Bitcoin traders are paying record prices to protect against declines, according to VanEck’s Bitcoin ChainCheck from mid-March 2026, a sign that investors remain on the defensive even as spot prices begin to stabilize.
In the report, VanEck senior analysts said the 30-day average bitcoin price fell 19% from the prior period, while realized volatility fell from around 80 to just over 50.
Futures funding rates also fell, from 4.1% to 2.7%, suggesting that leverage speculation has calmed.
Options markets show that investors are being as cautious as possible. VanEck said the put/call open interest ratio averaged 0.77 and peaked at 0.84, the highest level since June 2021, when China cracked down on bitcoin mining.
Traders spent about $685 million on puts over the past 30 days, while call premiums fell 12% to about $562 million, the report added. Relative to spot volume, put premiums reached around 4 basis points, an all-time high according to VanEck data.
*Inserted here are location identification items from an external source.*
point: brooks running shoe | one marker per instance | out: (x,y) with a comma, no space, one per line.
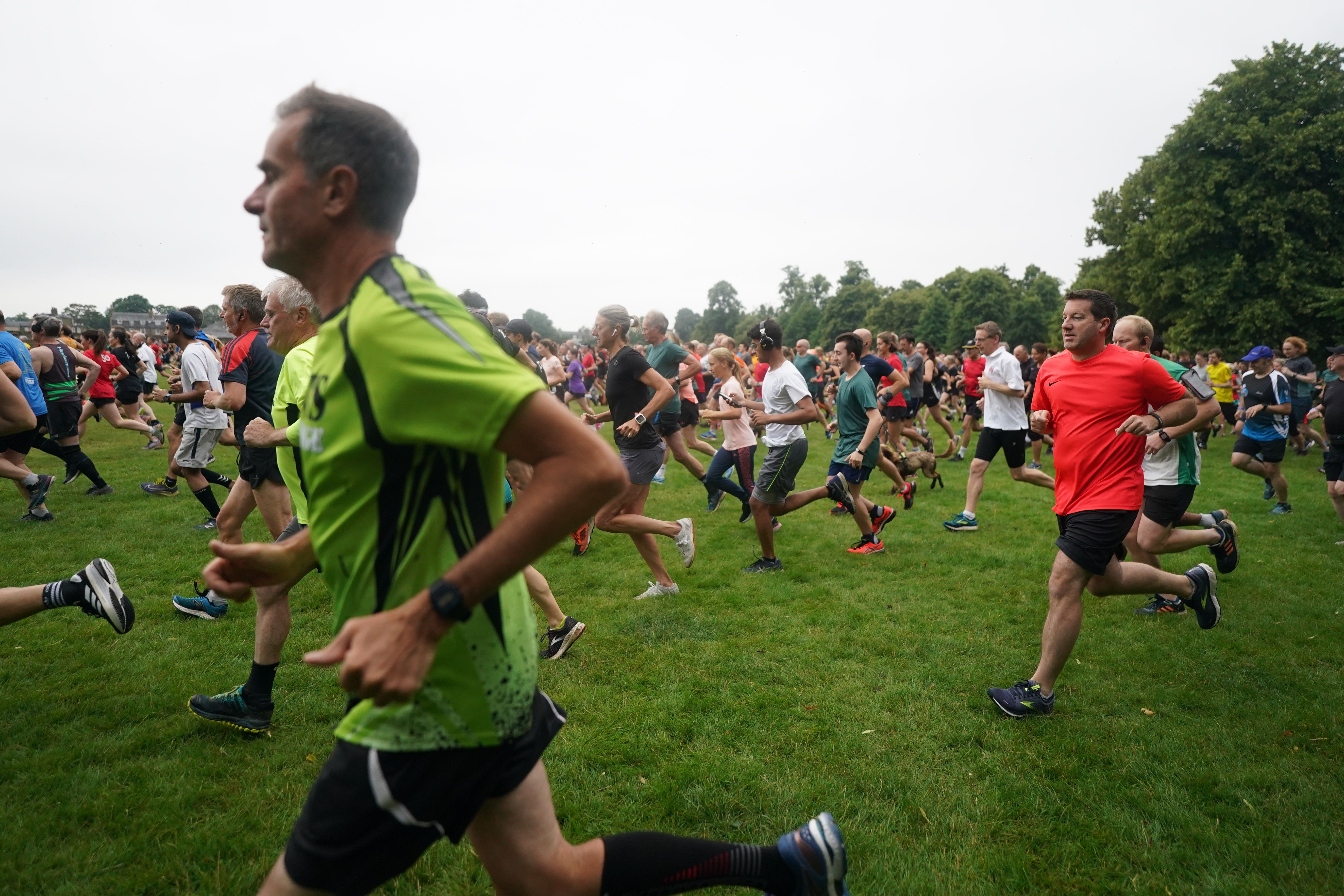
(1162,605)
(1226,555)
(816,856)
(233,710)
(1023,699)
(561,640)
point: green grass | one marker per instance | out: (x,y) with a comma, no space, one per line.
(736,710)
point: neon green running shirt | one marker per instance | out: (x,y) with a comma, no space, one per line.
(406,400)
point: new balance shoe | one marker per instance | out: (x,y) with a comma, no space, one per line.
(38,491)
(233,710)
(839,493)
(816,856)
(764,565)
(1205,598)
(961,523)
(561,640)
(1023,699)
(104,598)
(686,542)
(658,590)
(159,487)
(1162,605)
(1226,555)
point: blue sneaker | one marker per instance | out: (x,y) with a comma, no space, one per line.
(816,856)
(961,523)
(200,606)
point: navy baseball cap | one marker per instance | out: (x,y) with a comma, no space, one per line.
(182,319)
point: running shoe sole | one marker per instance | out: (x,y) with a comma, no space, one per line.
(109,601)
(574,635)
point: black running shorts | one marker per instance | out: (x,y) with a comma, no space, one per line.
(1272,451)
(1014,444)
(1092,538)
(1167,504)
(371,815)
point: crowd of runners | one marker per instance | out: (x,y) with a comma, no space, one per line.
(388,434)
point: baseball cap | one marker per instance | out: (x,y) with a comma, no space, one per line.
(182,319)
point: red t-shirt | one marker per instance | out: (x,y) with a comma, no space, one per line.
(103,386)
(1088,401)
(972,370)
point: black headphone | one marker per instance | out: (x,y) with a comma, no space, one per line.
(767,343)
“Relative to spot volume, put premiums reached an all-time high of approximately 4 basis points, approximately 3 times the levels seen in mid-2022 following the collapse of the Terra/Luna stablecoin and the Ethereum staking liquidity crisis,” the report said.
This means that investors pay insurance against further losses.
VanEck said this type of fear has often marked turning points rather than new ruptures. The company found that over the past six years, similar options distorting readings have been followed by average bitcoin gains of 13% over 90 days and 133% over 360 days.
The report also highlights that on-chain activity has remained weak while miner sales remain contained.